Sky News understands that ICAP, which is run by Michael Spencer, a prominent Conservative donor and former party treasurer, has negotiated a modest reduction in the roughly £70m of penalties it had been expected to pay to regulators in the UK and US.
People close to the discussions between ICAP and the authorities said it was conceivable that a co-ordinated settlement could be announced as early as the first half of next week, although it could yet be delayed.
One insider said on Friday that ICAP had chipped away at the likely settlement, with the London-based Financial Conduct Authority (FCA) now expected to impose a penalty of just under £20m.
The total fines are expected to be in the region of £60m-£70m, they said.
It is unclear whether this deal will include the Commodity Futures Trading Commission, the US regulator which has fined three other banks for their part in the Libor-rigging affair, raising the possibility that ICAP's eventual bill could still rise.
The civil settlement will be an embarrassment to Mr Spencer, who has consistently sought to downplay the extent of ICAP's involvement in the manipulation of Libor, although it will not direct any criticism at him personally, according to insiders.
The anticipated deal would not be financially material to ICAP and would be broadly in line with the projections of City analysts.
It would also be a relatively modest sum when viewed in the context of the fines imposed on the other financial institutions which have settled with regulators over Libor.
Barclays paid just over £290m, Royal Bank of Scotland just over £390m and UBS just over £1bn for the misdemeanours of their employees.
The ICAP settlements will be discounted because of the interdealer broker's co-operation with regulators, according to one person close to the situation.

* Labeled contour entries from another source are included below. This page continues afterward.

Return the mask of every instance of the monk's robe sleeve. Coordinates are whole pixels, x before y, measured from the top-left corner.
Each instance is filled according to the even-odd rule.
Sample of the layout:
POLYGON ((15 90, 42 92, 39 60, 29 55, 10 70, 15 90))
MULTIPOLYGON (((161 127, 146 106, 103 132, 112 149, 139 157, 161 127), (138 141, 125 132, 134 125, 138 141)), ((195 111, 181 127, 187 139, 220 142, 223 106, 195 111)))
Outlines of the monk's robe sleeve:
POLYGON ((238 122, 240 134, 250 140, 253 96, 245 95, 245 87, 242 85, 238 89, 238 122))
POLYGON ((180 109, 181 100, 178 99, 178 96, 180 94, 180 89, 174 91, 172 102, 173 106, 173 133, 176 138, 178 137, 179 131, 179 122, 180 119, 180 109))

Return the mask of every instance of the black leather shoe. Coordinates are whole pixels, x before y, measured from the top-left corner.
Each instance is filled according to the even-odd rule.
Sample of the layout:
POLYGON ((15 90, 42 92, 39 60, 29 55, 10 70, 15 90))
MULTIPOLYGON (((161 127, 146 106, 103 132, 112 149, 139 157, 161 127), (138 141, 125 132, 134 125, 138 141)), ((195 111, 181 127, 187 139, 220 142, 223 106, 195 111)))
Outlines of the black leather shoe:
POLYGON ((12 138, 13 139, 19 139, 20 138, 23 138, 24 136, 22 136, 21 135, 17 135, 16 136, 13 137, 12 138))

It is unclear whether Mr Spencer or other senior executives will have part of their pay packages docked or clawed back once the Libor fines are made public, although shareholders are likely to push for that to happen.
ICAP said this year that it had suspended one employee and placed three others on administrative leave, although their current employment status is unclear.
Its settlement will underline the role played by interdealer brokers, which act as intermediaries in deals between bank traders, in the global financial system.
ICAP and the FCA declined to comment.